So, AI can be a bicycle for the mind, in some ways. Like the personal computer, it will unlock new genres of stuff that weren't possible before. But unlike the personal computer, it has much greater scope to tempt us into becoming mere passengers. Humanity's reverence for the creations of its own though is its greatest defence, we simply expect more from each other.
Serious software engineers, whose work requires true systems thinking, insight, and directional conviction, will be enhanced but not replaced by AI. But a new genre of DIY software will emerge, from people who use the tools to build things they love that solve the problems they see. In the last two weeks, I've seen my fiancee, an urban planner by training and practice, create an app to help us plan our wedding. She has neither the skills nor the desire to become a software engineer and remains wholly unqualified to compete with the trade. And yet, here is a new genre of software that exists only because of the new tools available to her.
Need we fear? In some ways, everything competes with everything because there's only 16 waking hours in the day for us to care about things. Time spent listening to bedroom-pop is time not spent listening to a 6-piece rock band.
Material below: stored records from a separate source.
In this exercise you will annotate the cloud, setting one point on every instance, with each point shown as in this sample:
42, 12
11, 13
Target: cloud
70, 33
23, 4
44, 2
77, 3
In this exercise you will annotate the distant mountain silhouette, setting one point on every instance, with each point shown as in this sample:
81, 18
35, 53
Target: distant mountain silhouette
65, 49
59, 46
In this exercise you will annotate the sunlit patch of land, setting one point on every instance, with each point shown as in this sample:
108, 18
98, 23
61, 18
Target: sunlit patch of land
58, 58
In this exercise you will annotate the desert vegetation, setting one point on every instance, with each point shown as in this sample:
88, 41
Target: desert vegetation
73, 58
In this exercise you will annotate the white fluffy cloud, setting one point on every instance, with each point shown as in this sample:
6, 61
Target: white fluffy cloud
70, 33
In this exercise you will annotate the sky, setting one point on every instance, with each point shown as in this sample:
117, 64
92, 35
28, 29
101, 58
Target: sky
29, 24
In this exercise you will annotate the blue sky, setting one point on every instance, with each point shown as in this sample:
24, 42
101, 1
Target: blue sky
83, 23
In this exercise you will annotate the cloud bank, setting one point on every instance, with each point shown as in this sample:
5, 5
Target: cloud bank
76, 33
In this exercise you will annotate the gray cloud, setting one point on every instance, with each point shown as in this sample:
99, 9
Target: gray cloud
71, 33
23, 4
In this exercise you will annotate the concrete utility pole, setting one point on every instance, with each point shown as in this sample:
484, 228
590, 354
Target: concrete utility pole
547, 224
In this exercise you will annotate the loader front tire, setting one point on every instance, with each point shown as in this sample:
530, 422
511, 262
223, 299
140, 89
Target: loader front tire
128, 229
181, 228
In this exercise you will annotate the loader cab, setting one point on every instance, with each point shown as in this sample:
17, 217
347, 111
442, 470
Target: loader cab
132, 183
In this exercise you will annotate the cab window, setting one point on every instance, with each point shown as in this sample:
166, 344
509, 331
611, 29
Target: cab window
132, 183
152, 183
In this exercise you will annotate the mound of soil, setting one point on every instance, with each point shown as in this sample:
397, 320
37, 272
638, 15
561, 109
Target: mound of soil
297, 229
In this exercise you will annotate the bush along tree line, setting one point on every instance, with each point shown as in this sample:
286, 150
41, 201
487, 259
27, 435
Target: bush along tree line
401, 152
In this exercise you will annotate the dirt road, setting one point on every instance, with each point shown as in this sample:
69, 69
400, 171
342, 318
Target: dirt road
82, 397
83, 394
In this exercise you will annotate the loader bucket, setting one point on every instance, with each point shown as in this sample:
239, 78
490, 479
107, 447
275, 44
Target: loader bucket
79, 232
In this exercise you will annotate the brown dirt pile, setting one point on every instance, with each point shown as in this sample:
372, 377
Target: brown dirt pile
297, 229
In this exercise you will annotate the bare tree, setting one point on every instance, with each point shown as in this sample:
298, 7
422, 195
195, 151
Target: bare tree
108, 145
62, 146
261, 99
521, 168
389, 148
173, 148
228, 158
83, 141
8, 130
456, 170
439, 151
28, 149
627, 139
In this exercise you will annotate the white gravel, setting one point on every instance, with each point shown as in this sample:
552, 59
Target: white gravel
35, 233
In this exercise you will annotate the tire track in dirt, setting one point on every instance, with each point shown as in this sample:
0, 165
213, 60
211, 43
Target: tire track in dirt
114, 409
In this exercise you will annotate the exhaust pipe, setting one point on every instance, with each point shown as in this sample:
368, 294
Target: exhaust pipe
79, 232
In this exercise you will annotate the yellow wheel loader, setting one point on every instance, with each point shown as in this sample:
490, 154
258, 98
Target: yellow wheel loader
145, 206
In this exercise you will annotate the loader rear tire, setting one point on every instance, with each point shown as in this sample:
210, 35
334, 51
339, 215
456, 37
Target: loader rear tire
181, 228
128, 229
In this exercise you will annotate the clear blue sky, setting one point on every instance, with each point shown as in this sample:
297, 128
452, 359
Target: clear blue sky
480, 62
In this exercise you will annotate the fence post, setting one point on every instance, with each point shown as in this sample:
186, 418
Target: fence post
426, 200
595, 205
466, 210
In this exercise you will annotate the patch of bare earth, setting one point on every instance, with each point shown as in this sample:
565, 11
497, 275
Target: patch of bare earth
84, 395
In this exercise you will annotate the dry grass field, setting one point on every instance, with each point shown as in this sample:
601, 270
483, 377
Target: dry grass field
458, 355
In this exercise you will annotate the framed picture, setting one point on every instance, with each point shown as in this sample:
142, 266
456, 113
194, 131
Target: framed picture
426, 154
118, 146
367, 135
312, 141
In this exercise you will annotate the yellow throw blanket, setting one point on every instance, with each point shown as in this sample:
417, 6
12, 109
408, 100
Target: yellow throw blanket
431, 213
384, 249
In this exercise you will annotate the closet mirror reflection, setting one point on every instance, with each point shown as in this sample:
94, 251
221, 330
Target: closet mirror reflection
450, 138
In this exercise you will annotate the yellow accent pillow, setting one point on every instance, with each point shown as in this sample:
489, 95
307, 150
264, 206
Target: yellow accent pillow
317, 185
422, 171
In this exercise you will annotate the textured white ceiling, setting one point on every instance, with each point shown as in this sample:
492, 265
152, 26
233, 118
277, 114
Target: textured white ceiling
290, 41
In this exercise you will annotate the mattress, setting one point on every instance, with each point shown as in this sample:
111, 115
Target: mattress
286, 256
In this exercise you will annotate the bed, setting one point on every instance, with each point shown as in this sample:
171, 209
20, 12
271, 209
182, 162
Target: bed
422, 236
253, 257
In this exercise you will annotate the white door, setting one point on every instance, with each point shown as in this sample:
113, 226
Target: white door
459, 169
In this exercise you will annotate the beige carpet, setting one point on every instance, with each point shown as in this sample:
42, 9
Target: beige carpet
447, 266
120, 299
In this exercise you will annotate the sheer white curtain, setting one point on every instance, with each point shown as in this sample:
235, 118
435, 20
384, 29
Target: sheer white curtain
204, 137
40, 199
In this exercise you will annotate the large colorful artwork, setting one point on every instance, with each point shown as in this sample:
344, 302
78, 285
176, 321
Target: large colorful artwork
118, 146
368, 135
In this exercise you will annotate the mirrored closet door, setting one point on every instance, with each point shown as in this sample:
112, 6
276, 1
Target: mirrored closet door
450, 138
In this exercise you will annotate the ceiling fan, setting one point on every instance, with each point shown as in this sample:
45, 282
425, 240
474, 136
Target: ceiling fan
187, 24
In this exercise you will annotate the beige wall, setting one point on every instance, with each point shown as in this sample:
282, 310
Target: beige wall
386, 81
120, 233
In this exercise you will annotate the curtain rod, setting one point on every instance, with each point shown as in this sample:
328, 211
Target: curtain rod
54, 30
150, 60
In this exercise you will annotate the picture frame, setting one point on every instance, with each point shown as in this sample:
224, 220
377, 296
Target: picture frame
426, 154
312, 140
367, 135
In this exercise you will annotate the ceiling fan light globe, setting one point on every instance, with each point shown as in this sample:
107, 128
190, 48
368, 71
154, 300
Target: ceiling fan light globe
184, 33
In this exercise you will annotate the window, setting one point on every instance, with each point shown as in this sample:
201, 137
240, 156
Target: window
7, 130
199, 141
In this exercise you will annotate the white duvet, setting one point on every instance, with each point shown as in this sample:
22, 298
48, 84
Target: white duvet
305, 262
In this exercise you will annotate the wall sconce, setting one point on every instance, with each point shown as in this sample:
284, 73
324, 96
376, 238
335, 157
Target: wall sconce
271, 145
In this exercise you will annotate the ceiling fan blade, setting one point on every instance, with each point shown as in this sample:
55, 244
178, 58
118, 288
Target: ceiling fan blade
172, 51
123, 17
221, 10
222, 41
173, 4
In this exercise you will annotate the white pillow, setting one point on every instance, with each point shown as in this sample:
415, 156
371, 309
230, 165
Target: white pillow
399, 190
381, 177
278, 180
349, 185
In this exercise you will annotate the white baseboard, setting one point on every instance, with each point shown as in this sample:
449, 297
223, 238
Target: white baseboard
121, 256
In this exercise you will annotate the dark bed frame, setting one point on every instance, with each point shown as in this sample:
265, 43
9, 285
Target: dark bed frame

Work done by individuals creating DIY software is work not done by trained software engineers. But that is simply how the world changes. We can't invent more hours in the day but the balance of things we pay attention to evolves constantly; perhaps we just listen to more music and use more software because there's simply more of it.
The luddites are rightly criticised because they feared change. But I think today more than ever, we can empathise with the luddites because this particular change feels threatening not to our incumbent skills, but to our agency. The bicycle for the mind is an accelerator, it allows us to do more with our agency. Conversely, today's AI tools far too often tempt us to delegate our agency. Many of us will be tempted, but we'll always have the most time for those among us who choose to ride the bicycle ourselves.